Esas No: 2022/382
Karar No: 2022/10068
Karar Tarihi: 02.06.2022
Yargıtay 5. Hukuk Dairesi 2022/382 Esas 2022/10068 Karar Sayılı İlamı
5. Hukuk Dairesi 2022/382 E. , 2022/10068 K."İçtihat Metni"
MAHKEMESİ : Bursa Bölge Adliye Mahkemesi 8. Hukuk Dairesi
Taraflar arasında görülen davanın yapılan yargılaması sonucunda; ilk derece mahkemesince verilen kararın istinaf incelemesi üzerine bölge adliye mahkemesinin yukarıda gün ve sayıları yazılı hükmünün Yargıtay’ca incelenmesi davacılar vekilince istenilmiş olmakla, dosyadaki belgeler okunup uyuşmazlık anlaşıldıktan sonra gereği görüşülüp düşünüldü:
- K A R A R -
Dava, tapu kaydının mahkeme kararı ile iptal edilmesi nedeniyle uğranılan zararın 4721 sayılı TMK'nın 1007. maddesi uyarınca tazmini istemine ilişkindir.
İlk derece mahkemesince davanın kısmen kabulüne ilişkin olarak verilen karara karşı, taraf vekilleri tarafından yapılan istinaf başvurusunun Bursa Bölge Adliye Mahkemesi 8. Hukuk Dairesi'nce davacılar yönünden reddine, davalı ... yönünden kabulü ile HMK'nın 353/1-b-2 maddesi uyarınca ilk derece mahkemesi hükmü kaldırılarak davanın reddine dair yeniden esas hakkında verilen karar, davacılar vekilince temyiz edilmiştir.
Davalı ... vekilinin istinaf başvurusunun kabulü ile ilk derece mahkemesinde verilen karar ortadan kaldırılarak, taşınmazın orman sınırları içinde kaldığına dair tapu kaydında şerh konulmasına rağmen davacılar adına olan tapunun iptaline yönelik açılan bir dava olmadığından bahisle davanın reddine ilişkin 6100 sayılı HMK'nın 353/1-b-2 maddesi uyarınca yeniden esas hakkında hüküm kurulmuştur.

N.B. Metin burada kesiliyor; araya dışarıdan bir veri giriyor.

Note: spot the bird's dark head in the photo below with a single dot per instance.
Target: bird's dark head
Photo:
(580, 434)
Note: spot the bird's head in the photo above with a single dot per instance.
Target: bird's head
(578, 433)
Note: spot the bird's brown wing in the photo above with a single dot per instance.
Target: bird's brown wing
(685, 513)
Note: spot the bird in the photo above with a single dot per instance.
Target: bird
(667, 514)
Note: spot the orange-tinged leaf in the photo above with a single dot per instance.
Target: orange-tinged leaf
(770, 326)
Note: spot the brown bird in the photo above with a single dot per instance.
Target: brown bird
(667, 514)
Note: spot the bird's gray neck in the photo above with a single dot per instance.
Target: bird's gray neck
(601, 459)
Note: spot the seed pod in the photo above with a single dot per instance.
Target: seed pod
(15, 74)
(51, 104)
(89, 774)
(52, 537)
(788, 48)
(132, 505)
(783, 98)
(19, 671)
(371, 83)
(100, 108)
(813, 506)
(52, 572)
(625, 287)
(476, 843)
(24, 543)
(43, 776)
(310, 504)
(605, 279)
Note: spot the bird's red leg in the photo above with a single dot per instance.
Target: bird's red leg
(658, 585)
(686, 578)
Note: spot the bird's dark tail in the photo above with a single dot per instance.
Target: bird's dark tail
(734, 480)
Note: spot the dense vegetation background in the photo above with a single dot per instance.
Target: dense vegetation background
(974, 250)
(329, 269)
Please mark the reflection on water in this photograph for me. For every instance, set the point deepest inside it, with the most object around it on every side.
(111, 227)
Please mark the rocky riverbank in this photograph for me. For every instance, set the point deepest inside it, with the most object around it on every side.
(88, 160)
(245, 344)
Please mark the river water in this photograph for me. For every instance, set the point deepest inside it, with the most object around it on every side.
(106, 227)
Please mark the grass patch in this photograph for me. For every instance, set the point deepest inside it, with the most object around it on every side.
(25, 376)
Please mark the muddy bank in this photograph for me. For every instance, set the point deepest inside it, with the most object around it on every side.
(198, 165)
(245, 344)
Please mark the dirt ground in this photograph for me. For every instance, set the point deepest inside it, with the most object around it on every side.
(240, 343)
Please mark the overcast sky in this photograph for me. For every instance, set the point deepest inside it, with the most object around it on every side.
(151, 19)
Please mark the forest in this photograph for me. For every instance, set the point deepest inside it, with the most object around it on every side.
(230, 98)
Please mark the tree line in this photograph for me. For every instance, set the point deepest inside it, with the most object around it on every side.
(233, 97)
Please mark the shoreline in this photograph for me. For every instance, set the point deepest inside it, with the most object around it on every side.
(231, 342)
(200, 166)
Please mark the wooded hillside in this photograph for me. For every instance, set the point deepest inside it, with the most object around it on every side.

Dosyada bulunan kanıt ve belgelere, kararın dayandığı gerekçelere göre; dava konusu ... parsel sayılı 12.552,22 m2 yüzölçümlü taşınmaz satış yolu ile davacı ... ...’nun 09/06/1995, ...’nun ise 17/04/2006 tarihinde edindiği, davacıların satın aldığında taşınmaz üzerinde orman vasfında olduğuna dair kısıtlayıcı herhangi bir şerhin bulunmadığı, 19/03/2012 tarihinde taşınmazın orman tahdit sınırları içinde kaldığına dair şerh konulduğu dava konusu taşınmazın tapuda davacı adına kayıtlı olmakla beraber mülkiyet hakkının daimi şekilde kısıtlandığı anlaşılmıştır.
4721 sayılı TMK'nın sorumluluk kenar başlığını taşıyan 1007. maddesinde "Tapu sicilinin tutulmasından doğan bütün zararlardan Devlet sorumludur. Devlet zararın doğmasında kusuru bulunan görevlilere rücu eder" hükmü yer almakta olup, burada Devletin sorumluğu kusursuz sorumluluktur. Kusursuz sorumluluk tapu siciline bağlı çıkarların ve ayni hakların yanlış tescili sonucu değişmesi ya da yitirilmesi ile bu haklardan yoksun kalınması temeline dayanır. Çünkü sicillerin doğru tutulmasını üstlenen ve taahhüt eden Devlet, gerçeğe aykırı ve dayanaksız kayıtlardan doğan zararları da ödemekle yükümlüdür. Sicil tutma işleminden kaynaklanan uyuşmazlıklarda Borçlar Kanunu'nun haksız fiile ilişkin kurallarının da uygulanacağı kuşkusuzdur. Davacının istemi 4721 sayılı TMK'nın 1007. maddesinden kaynaklanan zarar olduğuna göre; istinaf incelemesinde taşınmazın niteliği ve zararın kapsamı değerlendirdirilerek sonucuna göre karar verilmesi gerekirken, yazılı gerekçeyle davanın reddine karar verilmesi,
Doğru görülmemiştir.
Davacılar vekilinin temyiz itirazları yerinde olduğundan Bursa Bölge Adliye Mahkemesi’nin 2020/330E.-2021/1851K. Sayılı hükmünün açıklanan nedenle HMK'nın 371. maddesi uyarınca BOZULMASINA, davacılardan peşin alınan temyiz harcının istenildiğinde iadesine, 02/06/2022 gününde oybirliğiyle karar verildi.